Sort: Each reduces task is responsible for reducing the values associated with several intermediate keys. The set of intermediate keys on a single node is automatically sorted by Hadoop before they are presented to the Reducer.
Question: If no custom partitioner is defined in Hadoop then how is data partitioned before it is sent to the reducer?
Answer: A map reduce job contains most of the time more than one reducer. When a mapper emits key value pair, it has to go to one of the reducers. Which reducer ? The process of sending specific key value pairs to specific reducers is called partioning.
In Hadoop, the default partitioner is hash partitioner ,which hashes a record’s key to determine which partition the record belongs. The Number of partition is then equal to the number of reduce tasks for the job.

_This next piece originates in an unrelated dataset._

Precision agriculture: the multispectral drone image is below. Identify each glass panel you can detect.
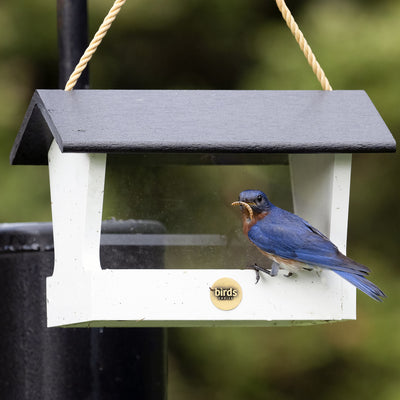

Question: What is a Combiner?
Answer: When a MapReduce Job is run on a large dataset, Hadoop Mapper generates large chunks of intermediate data that is passed on to Hadoop Reducer for further processing, which leads to massive network congestion. MapReduce framework offers a function known as ‘Combiner’ that can play a crucial role in reducing network congestion. As a matter of fact ‘Combiner’ is also termed as ‘Mini-reducer’. It is important to note that the primary job of a Hadoop Combiner is to process the output data from Hadoop Mapper, before passing it to a Hadoop Reducer.